Un blitz dei carabinieri (immagine di repertorio)

Braccato da mesi dalle forze dell’ordine, il 47enne si è consegnato nel carcere molisano di Larino  

Con una operazione scattata nelle scorse ore, i carabinieri hanno arrestato il ras Giovanni D’Alessandro (47 anni), latitante da circa tre mesi. Gli hanno notificato in carcere, dove si è costituito, il provvedimento restrittivo. Il tre giugno scorso, i carabinieri del Nucleo investigativo di Torre Annunziata hanno eseguito una ordinanza di applicazione della misura cautelare della custodia in carcere, degli arresti domiciliari e dell’obbligo di presentazione alla polizia giudiziaria, emessa su richiesta della Direzione distrettuale Antimafia di Napoli, dall’ufficio gip del Tribunale di Napoli, a carico di 29 persone. Tutti i soggetti sono ritenuti gravemente indiziati, a vario titolo, dei reati di associazione finalizzata al traffico di sostanze stupefacenti, detenzione illecita e cessione di sostanza stupefacente, reati tutti aggravati dalle finalità mafiose, per aver agito avvalendosi della forza intimidatrice derivante dall’appartenenza al clan D’Alessandro (organizzazione criminale operante a Castellammare di Stabia) nonché al clan Afeltra-Di Martino (attivo nella zona dei Monti Lattari). Durante l’operazione Domino, Giovanni D’Alessandro – di Castellammare di Stabia ed elemento di spicco del clan omonimo – era riuscito a fuggire alla cattura e si era dato alla latitanza. Grazie alla costanza dei carabinieri, che hanno continuato senza sosta le indagini – sotto il coordinamento della Dda partenopea – D’Alessandro si è sentito braccato, messo alle strette.
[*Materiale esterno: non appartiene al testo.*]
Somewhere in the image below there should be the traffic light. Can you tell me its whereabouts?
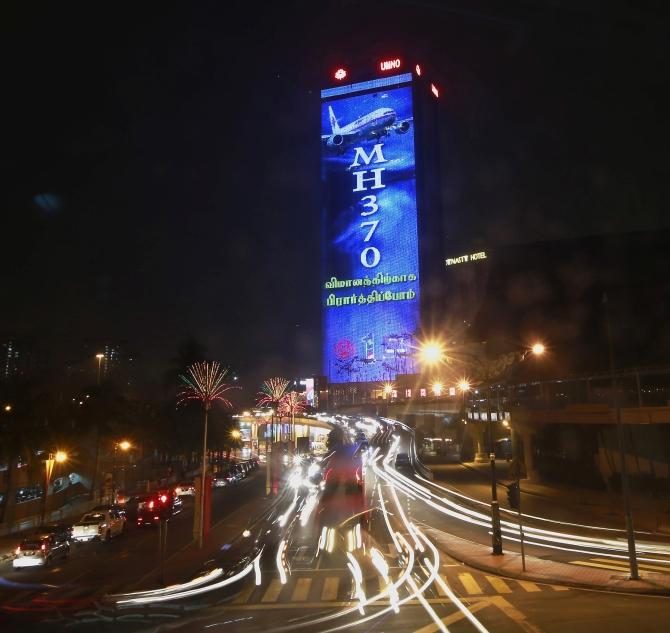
[507,481,521,510]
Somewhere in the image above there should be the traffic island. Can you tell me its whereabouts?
[417,522,670,596]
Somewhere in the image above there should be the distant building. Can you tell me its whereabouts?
[0,341,20,380]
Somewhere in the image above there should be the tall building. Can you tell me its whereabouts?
[0,341,20,380]
[321,58,442,402]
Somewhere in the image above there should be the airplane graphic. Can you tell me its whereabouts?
[321,106,412,154]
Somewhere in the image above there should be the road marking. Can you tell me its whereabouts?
[414,600,491,633]
[261,578,284,602]
[487,596,542,633]
[589,558,670,574]
[433,574,449,598]
[570,560,627,571]
[291,578,312,602]
[517,580,541,591]
[458,574,482,596]
[233,582,256,604]
[321,576,340,602]
[486,576,512,593]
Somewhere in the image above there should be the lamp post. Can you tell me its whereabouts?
[95,354,105,384]
[486,342,546,555]
[40,451,67,525]
[230,429,242,460]
[112,440,132,503]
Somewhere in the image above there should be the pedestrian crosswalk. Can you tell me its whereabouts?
[570,558,670,574]
[231,570,568,605]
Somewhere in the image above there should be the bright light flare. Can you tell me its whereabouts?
[458,378,470,393]
[419,341,444,365]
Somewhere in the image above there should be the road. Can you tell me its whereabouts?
[0,472,265,617]
[3,414,670,633]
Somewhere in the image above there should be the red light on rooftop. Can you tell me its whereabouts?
[379,57,402,72]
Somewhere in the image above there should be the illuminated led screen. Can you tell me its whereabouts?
[321,74,419,383]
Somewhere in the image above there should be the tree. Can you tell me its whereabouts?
[278,391,306,442]
[326,426,344,451]
[177,362,235,548]
[256,377,289,442]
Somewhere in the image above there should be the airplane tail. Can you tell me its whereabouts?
[328,106,340,134]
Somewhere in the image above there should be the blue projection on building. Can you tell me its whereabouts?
[321,74,419,383]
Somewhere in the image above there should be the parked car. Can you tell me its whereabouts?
[395,453,414,473]
[37,523,72,544]
[72,506,126,541]
[136,490,183,527]
[12,530,70,569]
[174,482,195,497]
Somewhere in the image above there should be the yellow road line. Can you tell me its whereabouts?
[321,576,340,602]
[414,600,491,633]
[486,576,512,593]
[487,596,541,633]
[291,578,312,602]
[458,574,482,596]
[261,578,284,602]
[570,560,627,571]
[517,580,541,591]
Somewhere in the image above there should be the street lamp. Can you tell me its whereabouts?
[230,429,242,456]
[486,342,546,554]
[112,440,132,503]
[95,354,105,384]
[40,451,67,525]
[419,340,444,367]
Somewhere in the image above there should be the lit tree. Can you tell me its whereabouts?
[256,377,289,444]
[177,362,235,547]
[278,391,307,442]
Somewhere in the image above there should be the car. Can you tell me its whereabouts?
[212,469,238,488]
[174,481,195,497]
[72,506,126,542]
[37,523,72,543]
[323,446,365,494]
[12,531,70,569]
[136,490,183,527]
[395,453,413,472]
[90,503,128,520]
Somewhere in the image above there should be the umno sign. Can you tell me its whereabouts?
[379,58,400,71]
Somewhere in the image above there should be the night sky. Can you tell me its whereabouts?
[0,1,670,398]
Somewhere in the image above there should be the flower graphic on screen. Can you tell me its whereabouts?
[335,338,356,360]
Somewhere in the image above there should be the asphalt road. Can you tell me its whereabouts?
[0,471,265,618]
[3,424,670,633]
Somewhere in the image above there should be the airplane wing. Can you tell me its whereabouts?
[387,116,414,134]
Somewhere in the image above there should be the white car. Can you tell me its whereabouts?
[72,509,126,542]
[174,483,195,497]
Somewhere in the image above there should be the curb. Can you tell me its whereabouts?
[417,522,670,596]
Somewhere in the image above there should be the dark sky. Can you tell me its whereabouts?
[0,1,670,396]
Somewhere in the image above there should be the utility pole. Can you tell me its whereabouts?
[603,293,640,580]
[486,383,503,556]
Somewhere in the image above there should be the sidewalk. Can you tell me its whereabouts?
[420,524,670,596]
[456,460,670,536]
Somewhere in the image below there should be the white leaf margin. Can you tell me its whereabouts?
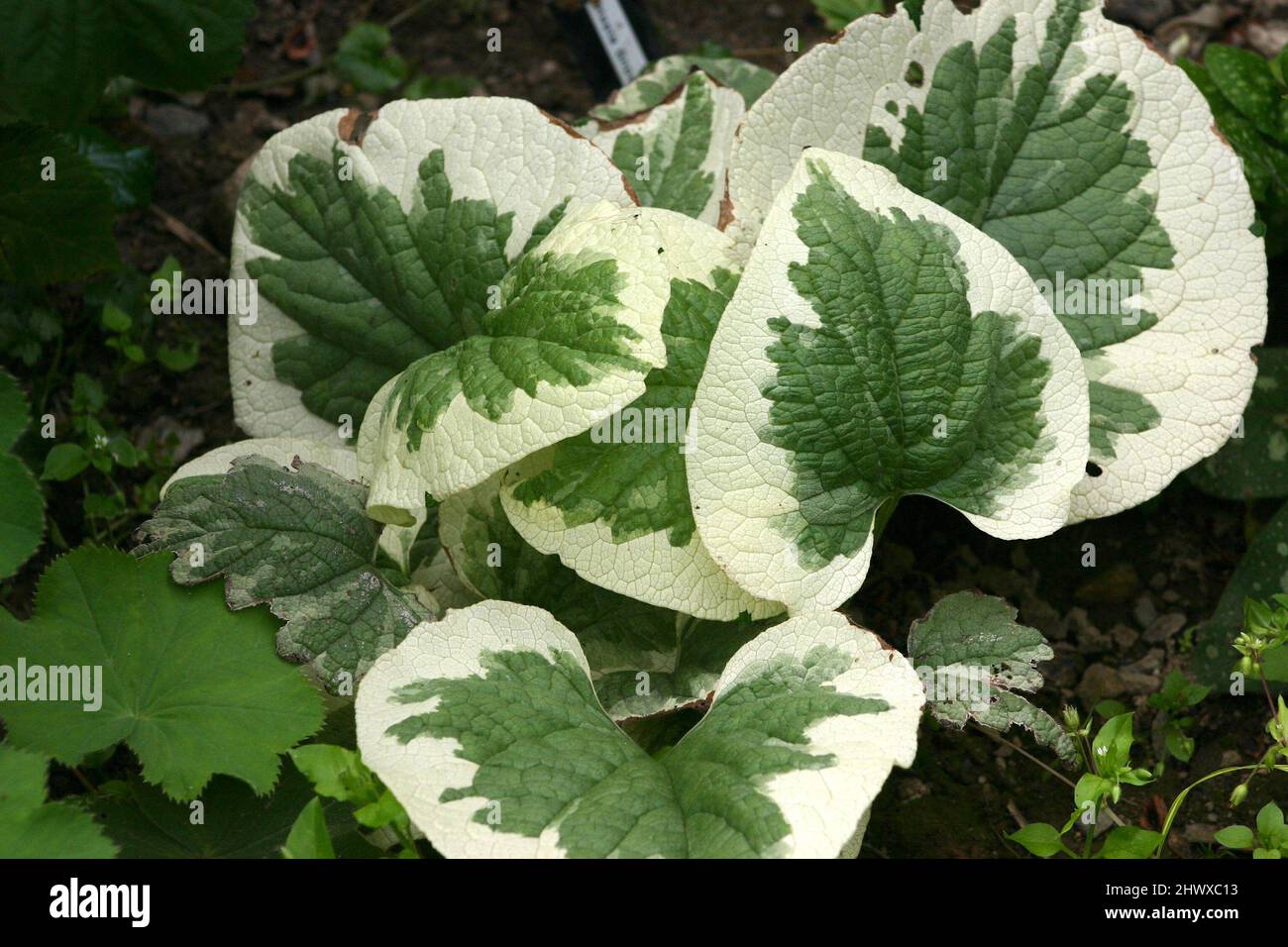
[728,0,1267,523]
[501,208,783,621]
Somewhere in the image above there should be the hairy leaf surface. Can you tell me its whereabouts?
[0,546,322,798]
[358,202,675,526]
[502,215,782,621]
[688,150,1089,611]
[579,72,746,227]
[138,455,433,693]
[729,0,1266,520]
[357,601,921,858]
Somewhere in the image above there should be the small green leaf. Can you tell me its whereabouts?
[1257,802,1284,841]
[103,303,134,333]
[282,798,335,858]
[1190,504,1288,690]
[1203,43,1284,138]
[0,127,119,284]
[137,451,433,693]
[288,743,380,805]
[0,0,255,128]
[93,767,378,858]
[0,368,46,579]
[69,125,156,210]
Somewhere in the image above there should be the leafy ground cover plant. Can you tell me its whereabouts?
[729,0,1266,520]
[0,0,1272,858]
[1176,43,1288,257]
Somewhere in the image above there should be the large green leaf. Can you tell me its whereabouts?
[729,0,1266,520]
[688,150,1089,609]
[0,745,116,858]
[502,215,782,621]
[1190,348,1288,500]
[136,456,433,694]
[357,601,921,858]
[0,0,255,128]
[577,72,744,227]
[590,53,774,123]
[0,127,117,284]
[909,591,1078,763]
[0,369,46,579]
[228,97,635,440]
[0,546,322,798]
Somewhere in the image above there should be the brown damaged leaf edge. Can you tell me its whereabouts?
[537,108,640,207]
[336,108,380,149]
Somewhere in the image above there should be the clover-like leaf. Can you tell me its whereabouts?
[909,591,1077,763]
[137,456,433,693]
[357,601,921,858]
[358,202,687,526]
[0,745,116,858]
[0,369,46,579]
[438,478,773,720]
[1190,348,1288,500]
[228,97,635,440]
[688,150,1087,611]
[0,546,322,798]
[729,0,1266,520]
[577,72,746,227]
[502,214,782,621]
[590,53,774,123]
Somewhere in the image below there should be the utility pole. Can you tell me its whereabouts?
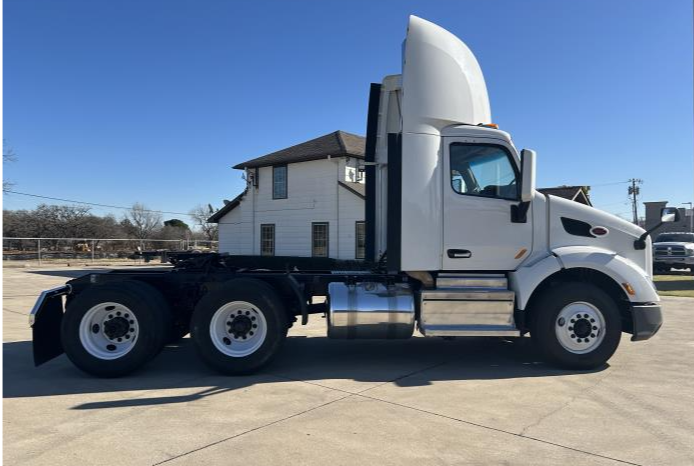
[629,178,643,225]
[682,202,694,233]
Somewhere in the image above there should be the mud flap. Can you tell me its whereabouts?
[31,295,64,366]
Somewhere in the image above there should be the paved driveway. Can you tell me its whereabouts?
[3,268,694,466]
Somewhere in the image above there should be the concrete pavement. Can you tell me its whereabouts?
[3,268,694,466]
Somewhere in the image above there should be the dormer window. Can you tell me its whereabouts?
[272,165,287,199]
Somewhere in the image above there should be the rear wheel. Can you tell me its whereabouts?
[530,283,622,369]
[61,281,171,377]
[191,279,288,374]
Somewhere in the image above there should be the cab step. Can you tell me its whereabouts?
[418,274,520,337]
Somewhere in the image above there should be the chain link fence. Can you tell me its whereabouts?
[2,238,218,266]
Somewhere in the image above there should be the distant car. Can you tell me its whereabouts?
[653,232,694,275]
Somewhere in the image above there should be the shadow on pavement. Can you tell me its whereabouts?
[27,269,111,278]
[3,336,607,409]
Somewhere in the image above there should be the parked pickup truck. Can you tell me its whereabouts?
[31,16,679,377]
[653,232,694,275]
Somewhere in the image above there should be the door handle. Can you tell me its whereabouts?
[448,249,472,259]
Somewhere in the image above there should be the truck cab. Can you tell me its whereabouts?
[366,16,676,367]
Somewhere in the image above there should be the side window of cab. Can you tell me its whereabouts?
[450,142,519,200]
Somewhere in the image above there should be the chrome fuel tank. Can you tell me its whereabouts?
[328,282,415,339]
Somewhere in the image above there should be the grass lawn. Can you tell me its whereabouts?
[653,275,694,298]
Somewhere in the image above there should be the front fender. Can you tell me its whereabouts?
[552,246,660,303]
[509,246,660,310]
Ha così deciso di consegnarsi presso il carcere di Larino (Campobasso)  ed è lì che i militari gli hanno notificato il provvedimento restrittivo che lo vede coinvolto, insieme ad altri sodali, in un vero e proprio monopolio del mercato degli stupefacenti nell’intera area stabiese (Castellammare di Stabia, Santa Maria la Carità, Vico Equense) e in penisola sorrentina.